Additionally, 60 National Guard members are being trained to provide nursing assistance at state-operated mental health facilities.
The situation in southeast Wisconsin
After a brief slowdown earlier in the fall, new cases and hospitalizations have surged once again around the state, including in its most populous region. On Dec. 8, hospitalizations topped 600 for the first time in nearly a year for a nine-county hospital region centered around the Milwaukee metro area in southeast Wisconsin.
"We are full. Period," said Eric Conley, president of Froedtert Hospital, during the Dec. 7 Wisconsin Health News roundtable. Froedtert has the region's second largest number of beds with more than 700, and Conley said one-third of the system's ICU patients were currently being treated for COVID-19. He said that almost nine out of 10 covid patients at that point were unvaccinated.
Vaccination rates in the Milwaukee metro area diverge widely between local communities, a pattern that has persisted since spring 2021. During a Dec. 7 media briefing held by city and county officials, Greenfield Health Department Officer Darren Rausch pointed out that while vaccinations in the county have edged higher in late 2021, most of the increase is due to people seeking booster shots and to a lesser extent doses for newly eligible 5 to 11-year-olds. About 15% of county residents in that age group had received their first dose of vaccine by Dec. 7, Rausch said, slightly behind the statewide rate of about 20% that state health officials reported the following day.
The result is that while more than two-thirds of the county's adults were fully vaccinated, disparities in vaccination rates by age are persisting, as well as those by race and ethnic group.
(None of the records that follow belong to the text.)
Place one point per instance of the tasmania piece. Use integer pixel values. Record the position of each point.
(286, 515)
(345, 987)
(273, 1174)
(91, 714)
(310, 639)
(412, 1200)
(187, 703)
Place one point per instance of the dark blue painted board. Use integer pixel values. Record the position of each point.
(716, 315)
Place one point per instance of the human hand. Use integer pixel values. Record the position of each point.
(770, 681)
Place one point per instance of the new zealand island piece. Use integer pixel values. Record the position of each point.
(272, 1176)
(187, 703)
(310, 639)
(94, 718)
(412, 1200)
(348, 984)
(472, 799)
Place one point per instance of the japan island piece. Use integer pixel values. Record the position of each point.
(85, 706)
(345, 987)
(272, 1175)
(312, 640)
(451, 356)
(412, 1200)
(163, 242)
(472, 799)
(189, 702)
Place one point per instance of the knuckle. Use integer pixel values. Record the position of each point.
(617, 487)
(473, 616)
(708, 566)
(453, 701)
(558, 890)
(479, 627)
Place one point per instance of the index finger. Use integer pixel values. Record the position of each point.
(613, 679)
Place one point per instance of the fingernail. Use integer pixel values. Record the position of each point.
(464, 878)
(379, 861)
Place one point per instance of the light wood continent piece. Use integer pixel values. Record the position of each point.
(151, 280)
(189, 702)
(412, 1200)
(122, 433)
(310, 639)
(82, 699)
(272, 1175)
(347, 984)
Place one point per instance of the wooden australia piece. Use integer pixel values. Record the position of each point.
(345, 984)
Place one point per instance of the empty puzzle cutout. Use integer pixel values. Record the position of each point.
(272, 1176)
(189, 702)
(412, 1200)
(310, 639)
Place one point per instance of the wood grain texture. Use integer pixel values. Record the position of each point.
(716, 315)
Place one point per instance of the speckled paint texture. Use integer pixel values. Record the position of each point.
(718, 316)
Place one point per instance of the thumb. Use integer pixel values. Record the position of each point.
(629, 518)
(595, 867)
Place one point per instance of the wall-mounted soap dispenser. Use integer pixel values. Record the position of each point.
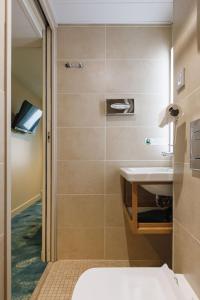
(195, 145)
(120, 107)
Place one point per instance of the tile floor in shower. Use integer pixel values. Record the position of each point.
(63, 275)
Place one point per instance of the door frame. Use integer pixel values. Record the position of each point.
(51, 99)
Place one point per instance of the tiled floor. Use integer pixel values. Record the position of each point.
(63, 275)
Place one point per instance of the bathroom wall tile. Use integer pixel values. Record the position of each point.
(129, 143)
(81, 143)
(186, 187)
(186, 256)
(1, 267)
(138, 73)
(80, 211)
(90, 79)
(115, 243)
(138, 76)
(112, 172)
(80, 243)
(114, 216)
(1, 198)
(80, 177)
(147, 109)
(186, 45)
(138, 42)
(2, 127)
(2, 36)
(120, 243)
(81, 110)
(81, 42)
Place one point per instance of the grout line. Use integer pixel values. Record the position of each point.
(107, 125)
(196, 90)
(113, 160)
(62, 26)
(187, 231)
(105, 148)
(60, 60)
(79, 194)
(115, 93)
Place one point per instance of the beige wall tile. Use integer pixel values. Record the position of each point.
(80, 211)
(2, 127)
(129, 143)
(2, 199)
(135, 71)
(2, 267)
(81, 143)
(81, 110)
(186, 256)
(120, 243)
(114, 211)
(116, 243)
(2, 37)
(80, 243)
(138, 42)
(80, 177)
(81, 42)
(186, 204)
(139, 76)
(186, 44)
(90, 79)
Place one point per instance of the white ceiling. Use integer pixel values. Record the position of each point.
(23, 30)
(112, 11)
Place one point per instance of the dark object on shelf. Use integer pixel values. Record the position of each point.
(164, 201)
(156, 216)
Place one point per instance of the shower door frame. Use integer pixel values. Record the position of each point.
(49, 212)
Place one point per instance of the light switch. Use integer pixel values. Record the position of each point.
(180, 82)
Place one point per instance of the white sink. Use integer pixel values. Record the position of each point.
(154, 174)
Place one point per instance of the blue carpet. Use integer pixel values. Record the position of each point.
(27, 266)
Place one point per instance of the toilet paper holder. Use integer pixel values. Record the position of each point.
(120, 107)
(195, 145)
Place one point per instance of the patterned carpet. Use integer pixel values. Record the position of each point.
(27, 266)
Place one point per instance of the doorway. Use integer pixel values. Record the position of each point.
(30, 150)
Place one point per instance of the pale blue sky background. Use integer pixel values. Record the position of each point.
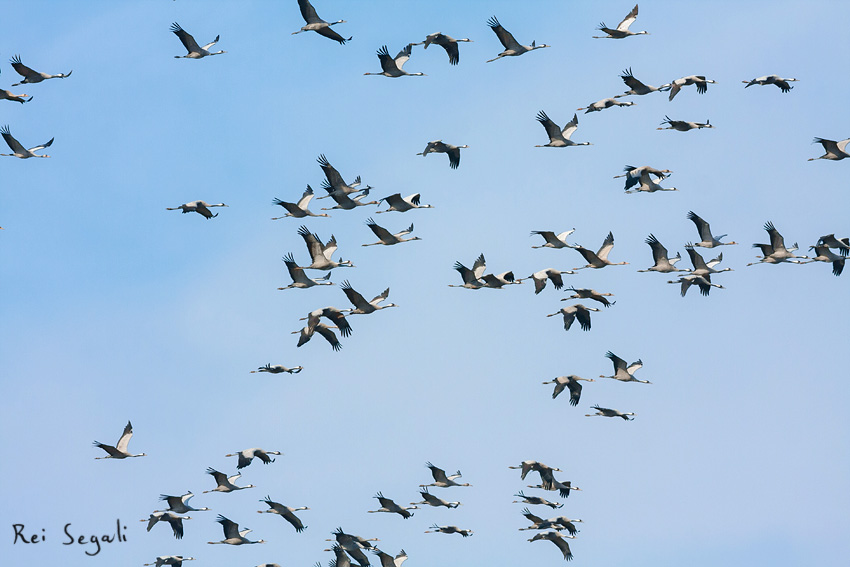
(114, 308)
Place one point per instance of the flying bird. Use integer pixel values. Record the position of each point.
(603, 104)
(224, 483)
(385, 237)
(440, 478)
(299, 210)
(6, 95)
(353, 545)
(498, 281)
(471, 278)
(663, 264)
(285, 512)
(119, 451)
(553, 275)
(549, 482)
(683, 125)
(512, 47)
(598, 259)
(573, 312)
(388, 560)
(558, 540)
(317, 24)
(179, 504)
(194, 51)
(347, 203)
(824, 254)
(361, 306)
(622, 29)
(829, 240)
(447, 43)
(776, 252)
(545, 471)
(299, 278)
(387, 505)
(18, 149)
(535, 500)
(232, 534)
(336, 185)
(321, 254)
(174, 560)
(553, 240)
(585, 293)
(636, 87)
(772, 80)
(622, 371)
(606, 412)
(324, 330)
(333, 314)
(834, 150)
(702, 282)
(559, 138)
(393, 66)
(31, 76)
(200, 207)
(438, 146)
(448, 530)
(699, 80)
(571, 382)
(634, 174)
(403, 204)
(246, 456)
(277, 369)
(173, 519)
(645, 184)
(432, 500)
(708, 241)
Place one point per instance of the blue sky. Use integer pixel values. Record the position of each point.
(115, 309)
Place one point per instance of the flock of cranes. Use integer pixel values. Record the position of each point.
(643, 179)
"We continue to [see] that Hispanic and African American communities in our county have rates less than 50% fully vaccinated," Rausch said. "We want to continue to see those rates increase."
Meanwhile, Rausch noted new cases are growing more quickly in Milwaukee's suburbs than in the city, as opposed to earlier in the Delta wave when case growth was centered in Milwaukee's denser neighborhoods.
"The suburban communities are really blowing up at a higher rate," Rausch said.
Much of the transmission in both Milwaukee and its suburbs is occurring among school-age children, he added. That trend aligns with what health officials are seeing across Wisconsin.
Lower vaccination rates among children, a return to in-person instruction that often doesn't include required mask-wearing and fewer public health restrictions make for more transmission opportunities among the elementary school age group, explained Karen Timberlake of the state health department.
"We certainly have seen a particularly sharp increase [in cases] in those unvaccinated children," said Timberlake. "And while we know that covid does not tend to make younger children as sick as it does older adults, we also know that they can get sick, they can end up in the hospital, and they certainly can transmit covid to their family members and others in their community."